Brit adventurer Benedict Allen who vanished in Papua New Guinea slams claims he needed rescuing and says he was NEVER lost
Benedict Allen, 57, who had no mobile phone or GPS device with him, was picked up by a helicopter crew three weeks after he left Heathrow airport

A BRITISH explorer who was "rescued" from Papua New Guinea after trying to find a remote tribe says he didn't actually need saving.
Benedict Allen, 57, who had no mobile phone or GPS device with him, was picked up by a helicopter crew hired by the Daily Mail newspaper three weeks after he left Heathrow Airport bound for the jungle.
He was hoping to reach the Yaifo, a tribe thought to be one of the last on Earth to have no contact with the outside world.
But he was reported missing after he failed to board a flight back home via Hong Kong.
Speaking from his home in West London, the father-of-three dismissed accusations the mission was a publicity stunt.

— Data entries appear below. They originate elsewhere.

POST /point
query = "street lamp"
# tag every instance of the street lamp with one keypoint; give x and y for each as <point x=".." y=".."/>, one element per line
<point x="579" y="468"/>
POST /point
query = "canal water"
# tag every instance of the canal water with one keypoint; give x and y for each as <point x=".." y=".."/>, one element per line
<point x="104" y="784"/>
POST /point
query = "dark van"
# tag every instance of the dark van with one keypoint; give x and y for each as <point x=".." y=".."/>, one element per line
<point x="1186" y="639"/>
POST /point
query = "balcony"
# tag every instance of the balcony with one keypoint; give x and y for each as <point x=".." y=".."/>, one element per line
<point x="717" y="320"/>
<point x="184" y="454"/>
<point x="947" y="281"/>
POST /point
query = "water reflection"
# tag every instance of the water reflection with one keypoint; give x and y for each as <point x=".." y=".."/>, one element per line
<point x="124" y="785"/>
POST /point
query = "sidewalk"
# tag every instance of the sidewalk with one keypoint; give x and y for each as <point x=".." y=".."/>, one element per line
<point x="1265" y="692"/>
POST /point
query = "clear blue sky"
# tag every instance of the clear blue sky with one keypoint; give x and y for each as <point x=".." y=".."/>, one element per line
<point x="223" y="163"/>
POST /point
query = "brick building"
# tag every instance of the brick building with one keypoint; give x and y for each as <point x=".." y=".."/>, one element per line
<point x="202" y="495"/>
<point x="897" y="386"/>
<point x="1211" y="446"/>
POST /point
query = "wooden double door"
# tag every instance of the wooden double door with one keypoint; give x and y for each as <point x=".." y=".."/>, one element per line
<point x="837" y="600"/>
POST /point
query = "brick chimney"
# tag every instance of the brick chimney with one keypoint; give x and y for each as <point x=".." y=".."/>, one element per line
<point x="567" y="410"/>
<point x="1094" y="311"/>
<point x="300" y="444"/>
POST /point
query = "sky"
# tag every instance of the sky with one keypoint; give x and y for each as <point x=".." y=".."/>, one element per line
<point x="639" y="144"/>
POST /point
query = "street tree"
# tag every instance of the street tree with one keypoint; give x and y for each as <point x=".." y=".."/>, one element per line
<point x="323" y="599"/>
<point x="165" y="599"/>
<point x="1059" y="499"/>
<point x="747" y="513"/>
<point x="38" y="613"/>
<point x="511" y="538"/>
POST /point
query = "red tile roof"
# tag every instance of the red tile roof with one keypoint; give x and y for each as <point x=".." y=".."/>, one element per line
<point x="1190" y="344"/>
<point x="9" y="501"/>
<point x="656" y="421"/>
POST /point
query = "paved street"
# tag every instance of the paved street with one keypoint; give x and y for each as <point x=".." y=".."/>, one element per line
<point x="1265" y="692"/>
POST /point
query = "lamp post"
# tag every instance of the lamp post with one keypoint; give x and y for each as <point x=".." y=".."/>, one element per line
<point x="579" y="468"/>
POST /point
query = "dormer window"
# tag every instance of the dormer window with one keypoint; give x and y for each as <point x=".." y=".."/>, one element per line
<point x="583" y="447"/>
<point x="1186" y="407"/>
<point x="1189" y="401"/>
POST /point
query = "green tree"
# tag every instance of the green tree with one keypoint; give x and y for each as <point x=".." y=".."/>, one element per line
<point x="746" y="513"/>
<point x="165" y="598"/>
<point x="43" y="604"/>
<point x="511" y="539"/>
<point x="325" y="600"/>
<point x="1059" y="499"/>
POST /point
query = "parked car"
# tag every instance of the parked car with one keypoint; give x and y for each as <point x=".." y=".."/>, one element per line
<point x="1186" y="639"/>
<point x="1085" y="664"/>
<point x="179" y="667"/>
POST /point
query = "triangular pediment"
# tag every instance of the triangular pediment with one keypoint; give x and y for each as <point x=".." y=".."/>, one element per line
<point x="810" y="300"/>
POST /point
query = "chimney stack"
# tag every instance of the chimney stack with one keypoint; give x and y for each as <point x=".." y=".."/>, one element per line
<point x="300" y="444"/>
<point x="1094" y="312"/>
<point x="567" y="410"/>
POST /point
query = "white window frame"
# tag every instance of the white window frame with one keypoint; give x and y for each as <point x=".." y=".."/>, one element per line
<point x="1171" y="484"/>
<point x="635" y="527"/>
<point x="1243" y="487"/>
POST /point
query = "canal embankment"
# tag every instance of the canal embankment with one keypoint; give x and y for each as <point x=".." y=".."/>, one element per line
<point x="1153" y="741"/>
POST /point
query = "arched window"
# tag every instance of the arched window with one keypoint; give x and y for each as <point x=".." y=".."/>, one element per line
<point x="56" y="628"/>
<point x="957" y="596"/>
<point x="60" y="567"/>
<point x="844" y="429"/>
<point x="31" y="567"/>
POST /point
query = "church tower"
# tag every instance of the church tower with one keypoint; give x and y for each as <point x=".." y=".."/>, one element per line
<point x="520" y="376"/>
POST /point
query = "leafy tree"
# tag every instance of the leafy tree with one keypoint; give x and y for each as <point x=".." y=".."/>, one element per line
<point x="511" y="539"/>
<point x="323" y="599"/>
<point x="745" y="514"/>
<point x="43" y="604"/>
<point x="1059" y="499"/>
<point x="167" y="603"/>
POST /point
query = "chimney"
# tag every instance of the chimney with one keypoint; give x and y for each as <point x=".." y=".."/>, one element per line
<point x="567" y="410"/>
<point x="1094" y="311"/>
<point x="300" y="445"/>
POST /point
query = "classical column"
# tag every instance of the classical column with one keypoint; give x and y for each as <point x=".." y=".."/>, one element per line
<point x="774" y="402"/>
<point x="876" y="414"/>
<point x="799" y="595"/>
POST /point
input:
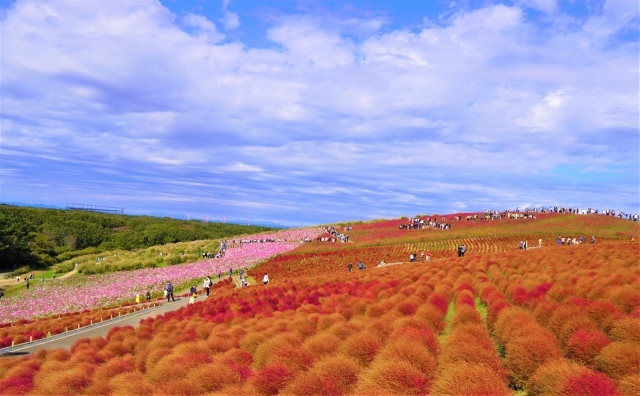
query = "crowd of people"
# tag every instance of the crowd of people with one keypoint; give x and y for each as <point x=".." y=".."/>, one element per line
<point x="416" y="223"/>
<point x="530" y="213"/>
<point x="334" y="235"/>
<point x="573" y="241"/>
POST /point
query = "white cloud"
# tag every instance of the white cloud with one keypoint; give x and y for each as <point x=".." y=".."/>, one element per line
<point x="231" y="20"/>
<point x="485" y="92"/>
<point x="240" y="167"/>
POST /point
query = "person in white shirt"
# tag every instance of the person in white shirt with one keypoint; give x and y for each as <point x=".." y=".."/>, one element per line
<point x="207" y="284"/>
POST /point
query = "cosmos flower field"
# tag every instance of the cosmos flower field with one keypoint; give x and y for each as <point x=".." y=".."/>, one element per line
<point x="95" y="291"/>
<point x="562" y="320"/>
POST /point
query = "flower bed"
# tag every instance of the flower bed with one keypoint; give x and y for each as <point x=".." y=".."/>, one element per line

He told BBC security correspondent Frank Gardner: "I can see why they get cynical and people have been known to do this, let's face it."
He added: "I videoed all of this and you can see me deteriorating with malaria."
Asked whether he needed rescuing, he added: "Er, it ... no.
"Well, I'm not up to speed with what people have been saying, I haven't read the newspapers, I gather there's been all this interest, I'm slightly bewildered by it.
"The journalists (on board the helicopter) when they turned up, I happily accepted their phone, they saw me with malaria and took me to hospital."
He added: "On the very day the helicopter came, I had been gearing up to do a last walk out.
"I thought I was 80-85% likely to be successful so I hadn't given up."
At one point he made a video will for his young family but insisted he had not given up hope.
Mr Allen said his final tweet before entering the jungle - which read: "Marching off to Heathrow. I may be some time (don't try to rescue me, please - where I'm going in PNG you won't ever find me you know..." - might have prompted others to doubt the authenticity of his journey.
But he added: "People are asking this question because I joked on Twitter as I left.
"I had no commission, I did no interviews before I left."
He said he had some regrets about not taking a mobile phone or GPS location device with him, but denied he "got lost".
He told the BBC's Today programme: "I always knew where I was, things just began to go wrong."
Mr Allen's wife Lenka Allen previously told how the couple's children, ten-year-old Natalya, Freddie, seven, and two-year-old Beatrice, were missing their father.
The professional explorer joked that he needed "a good florist" to help apologise to his wife.